Intent engineering has its own development lifecycle:

flowchart LR
  IM[1. Intent\nModeling] --> AD[2. Architecture\nDesign]
  AD --> SD[3. Skill\nDevelopment]
  SD --> BT[4. Behavioral\nTesting]
  BT --> DM[5. Deployment &\nMonitoring]
  DM --> CR[6. Continuous\nRefinement]
  CR -.->|iterate| IM

1. Intent Modeling

Before building anything, model the intents the system must handle. What do operators ask for? What do they mean? What do they expect? What constraints are implicit?

This is the requirements phase, but the requirements are not features — they are goals, with all their ambiguity.

2. Architecture Design

Design the cognitive architecture: kernel behavior, decomposition strategies, worker types, memory structure, governance policies.

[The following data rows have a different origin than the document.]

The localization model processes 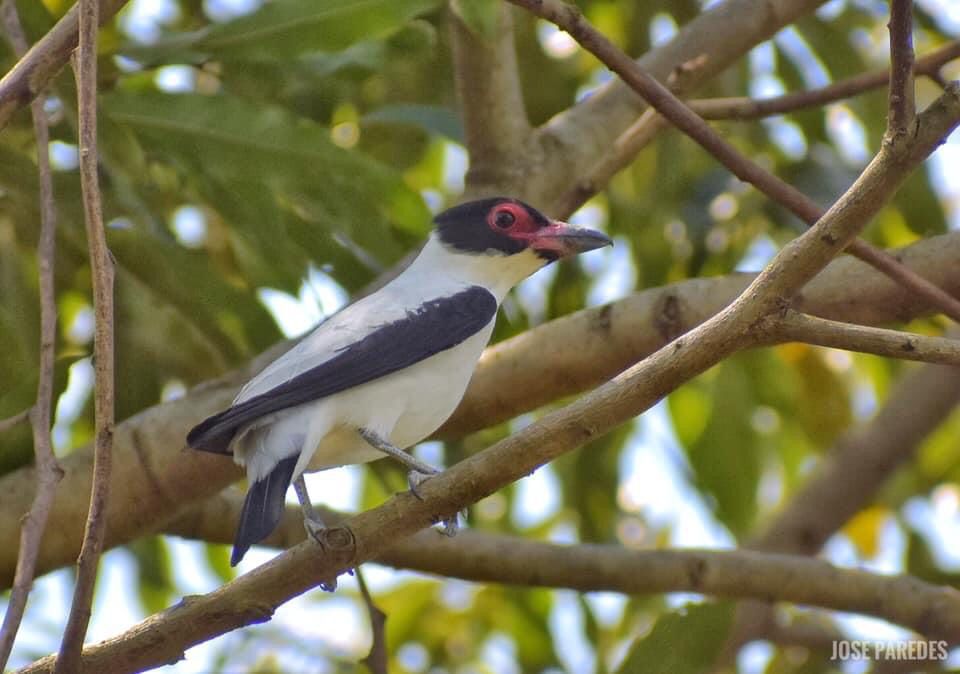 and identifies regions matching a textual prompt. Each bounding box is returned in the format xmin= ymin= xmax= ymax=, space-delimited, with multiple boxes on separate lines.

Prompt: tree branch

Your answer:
xmin=0 ymin=228 xmax=960 ymax=586
xmin=555 ymin=41 xmax=960 ymax=217
xmin=887 ymin=0 xmax=916 ymax=136
xmin=0 ymin=0 xmax=63 ymax=669
xmin=166 ymin=490 xmax=960 ymax=638
xmin=526 ymin=0 xmax=824 ymax=212
xmin=449 ymin=3 xmax=531 ymax=198
xmin=16 ymin=71 xmax=960 ymax=668
xmin=749 ymin=356 xmax=960 ymax=555
xmin=0 ymin=0 xmax=127 ymax=129
xmin=0 ymin=407 xmax=33 ymax=433
xmin=55 ymin=0 xmax=114 ymax=674
xmin=510 ymin=0 xmax=960 ymax=322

This is the blueprint for decision-making, not for computation.

3. Skill Development

Build, test, and refine the skills that make the system competent in its domain. Each skill goes through cycles of design, testing, evaluation, and refinement.

4. Behavioral Testing

Test the system’s behavior across a wide range of scenarios. Not just “does it produce the right output” but “does it behave appropriately” — handling ambiguity, managing uncertainty, escalating when necessary, and staying within governance boundaries.

5. Deployment and Monitoring

Deploy the system with monitoring for behavioral quality. Track not just uptime and latency, but decision quality, alignment accuracy, and governance compliance.

6. Continuous Refinement

Use operational data to improve the system. Update skills based on failure analysis. Refine governance policies based on incident patterns. Expand memory based on recurring needs.

The Profession

Intent engineering is not a role that can be filled by a single person. It is a discipline practiced by teams that combine technical skill, domain knowledge, and design sensibility.

Today, this discipline is practiced informally — by prompt engineers, AI engineers, and product designers who are inventing the practice as they go. Tomorrow, it will be as structured as software engineering, with its own principles, patterns, certifications, and body of knowledge.

This book is one attempt to lay the foundation for that discipline.

The transition from software engineering to intent engineering is not a replacement — software engineering remains essential. It is an expansion. We are adding a new layer to the stack of how humans build useful systems. Software engineering builds the machine. Intent engineering teaches it to reason.